For content to look good, at times you need to structure your HTML differently. Consider a campaign area with 3 "feature boxes" beneath it. The easy solution: Have a file for the campaign area, and one for each of the 3 boxes.

But I could do better than that.

I wrote a quick block parser, so I would write all the content in one file, and then render each block seperately.

Example file:

[block campaign]
Buy this now!
=============

Blaaaah... And a smarty tag: {$cool}
[/block]

[block feature 1]
Feature 1
---------

asdasd you get it..
[/block]

[block feature 2] ...

And this is how I would render them in the markup:

<?php 
// At the top of the document...

// Class handles locale. :)
$template = Template::getContent("homepage/content", [
    "cool" => "Smarty variable! AWESOME!"
]);
?>

...

<title><?=_("My Awesome App")?></title>    

...

<div class="hero">
   <!-- Template data already processed! :) -->
   <?=$template->renderBlock("campaign")?>
</div>
<div class="featurebox">
   <?=$template->renderBlock("feature 1")?>
</div>
<div class="featurebox">
   <?=$template->renderBlock("feature 2")?>
</div>

I'm afraid I can't provide any source code, as this was for a company project, but I hope you get the idea.

3
votes

gettext wasn't really designed for translating large pieces of text.

fwiw I've included basic HTML (strong, a, etc) in gettext strings as I was confident our translators knew what they were doing (mostly right) and that the translations would be well tested.

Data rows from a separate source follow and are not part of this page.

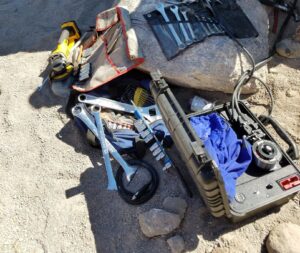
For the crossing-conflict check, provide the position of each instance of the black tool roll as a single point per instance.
(197, 22)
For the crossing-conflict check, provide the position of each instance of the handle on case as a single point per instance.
(293, 150)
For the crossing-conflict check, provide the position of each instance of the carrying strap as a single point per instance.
(114, 49)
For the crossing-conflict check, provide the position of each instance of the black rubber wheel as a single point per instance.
(144, 193)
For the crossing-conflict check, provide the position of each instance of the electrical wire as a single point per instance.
(248, 74)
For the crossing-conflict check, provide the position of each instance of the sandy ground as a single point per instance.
(43, 156)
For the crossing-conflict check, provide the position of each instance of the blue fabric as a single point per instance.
(231, 154)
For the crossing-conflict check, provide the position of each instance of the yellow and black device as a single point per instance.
(61, 66)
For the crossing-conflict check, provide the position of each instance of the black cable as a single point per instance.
(269, 92)
(248, 75)
(146, 192)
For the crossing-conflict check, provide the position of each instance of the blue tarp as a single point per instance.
(231, 154)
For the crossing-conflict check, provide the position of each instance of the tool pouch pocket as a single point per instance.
(113, 49)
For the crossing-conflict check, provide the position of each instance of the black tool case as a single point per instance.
(256, 190)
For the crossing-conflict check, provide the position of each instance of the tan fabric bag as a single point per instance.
(113, 49)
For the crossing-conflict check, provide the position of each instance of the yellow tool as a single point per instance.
(61, 66)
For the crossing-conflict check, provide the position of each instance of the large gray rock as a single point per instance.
(176, 244)
(284, 238)
(158, 222)
(175, 205)
(214, 64)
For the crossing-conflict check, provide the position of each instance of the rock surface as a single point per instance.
(158, 222)
(284, 238)
(214, 64)
(176, 244)
(175, 205)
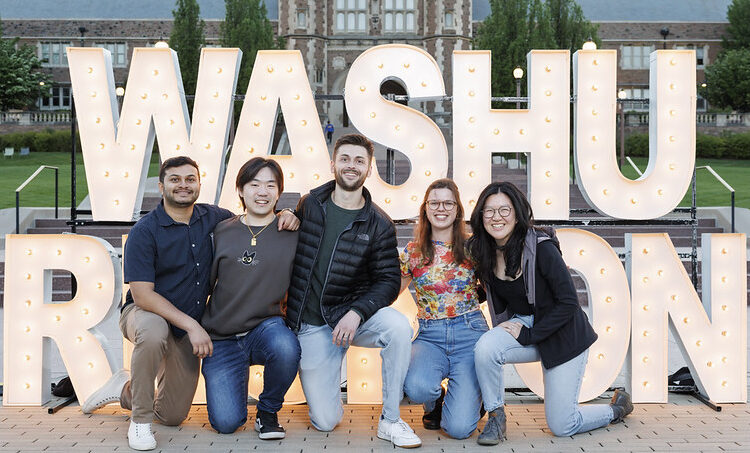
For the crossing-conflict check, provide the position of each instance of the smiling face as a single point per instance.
(350, 167)
(260, 194)
(502, 217)
(181, 186)
(441, 209)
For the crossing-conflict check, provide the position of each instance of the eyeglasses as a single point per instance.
(504, 212)
(448, 205)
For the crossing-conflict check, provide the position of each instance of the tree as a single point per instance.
(738, 29)
(186, 39)
(514, 27)
(570, 29)
(728, 80)
(21, 82)
(247, 27)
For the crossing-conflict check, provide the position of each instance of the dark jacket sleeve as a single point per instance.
(385, 272)
(300, 211)
(564, 300)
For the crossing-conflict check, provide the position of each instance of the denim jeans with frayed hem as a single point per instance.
(270, 344)
(562, 383)
(320, 366)
(444, 348)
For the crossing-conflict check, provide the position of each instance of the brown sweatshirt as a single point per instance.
(249, 282)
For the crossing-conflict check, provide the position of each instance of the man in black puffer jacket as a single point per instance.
(346, 274)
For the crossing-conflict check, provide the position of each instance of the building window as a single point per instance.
(301, 18)
(53, 53)
(701, 104)
(351, 15)
(119, 51)
(59, 99)
(635, 57)
(399, 15)
(700, 54)
(449, 20)
(640, 105)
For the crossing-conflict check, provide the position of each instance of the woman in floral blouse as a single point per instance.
(450, 322)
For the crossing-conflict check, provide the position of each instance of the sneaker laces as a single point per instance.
(492, 426)
(269, 419)
(142, 426)
(401, 424)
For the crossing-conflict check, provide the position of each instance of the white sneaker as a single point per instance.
(107, 393)
(140, 436)
(399, 433)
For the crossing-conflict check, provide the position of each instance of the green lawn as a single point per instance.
(41, 191)
(13, 171)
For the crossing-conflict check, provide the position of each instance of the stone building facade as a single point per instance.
(331, 34)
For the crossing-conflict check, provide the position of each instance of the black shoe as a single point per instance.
(621, 405)
(267, 425)
(431, 420)
(494, 430)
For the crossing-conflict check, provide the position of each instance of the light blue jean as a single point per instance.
(562, 383)
(320, 365)
(444, 348)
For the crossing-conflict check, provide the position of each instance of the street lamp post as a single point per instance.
(621, 96)
(518, 75)
(664, 33)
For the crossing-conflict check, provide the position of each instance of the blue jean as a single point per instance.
(270, 344)
(444, 348)
(562, 383)
(320, 366)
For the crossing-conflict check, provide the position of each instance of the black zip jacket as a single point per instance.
(363, 274)
(561, 328)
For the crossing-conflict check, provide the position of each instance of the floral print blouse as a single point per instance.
(444, 289)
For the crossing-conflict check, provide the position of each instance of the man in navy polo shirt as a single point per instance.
(167, 261)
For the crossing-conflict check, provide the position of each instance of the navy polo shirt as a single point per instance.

I've tried the approach of breaking up the text into one string per paragraph. Roughly as it looks odd if there's one paragraph of English in the middle of the text. Where one of those strings have changed this has meant that we have had to wait for translations before releasing a new version, which has slowed us down. On the plus side it's easy for translators to see which part of the text has changed. This approach worked well for the one application I've tried it with.

Splitting some text out into external locations also worked, but it caused management overhead, rather than just a .po file or two, there was a whole bunch of other text that had to be manually compared to the English version and updated accordingly. This is doable if you remember to provide notes to your translators explaining where and what the difference was in the English version.

I'm still not sold on either approach myself.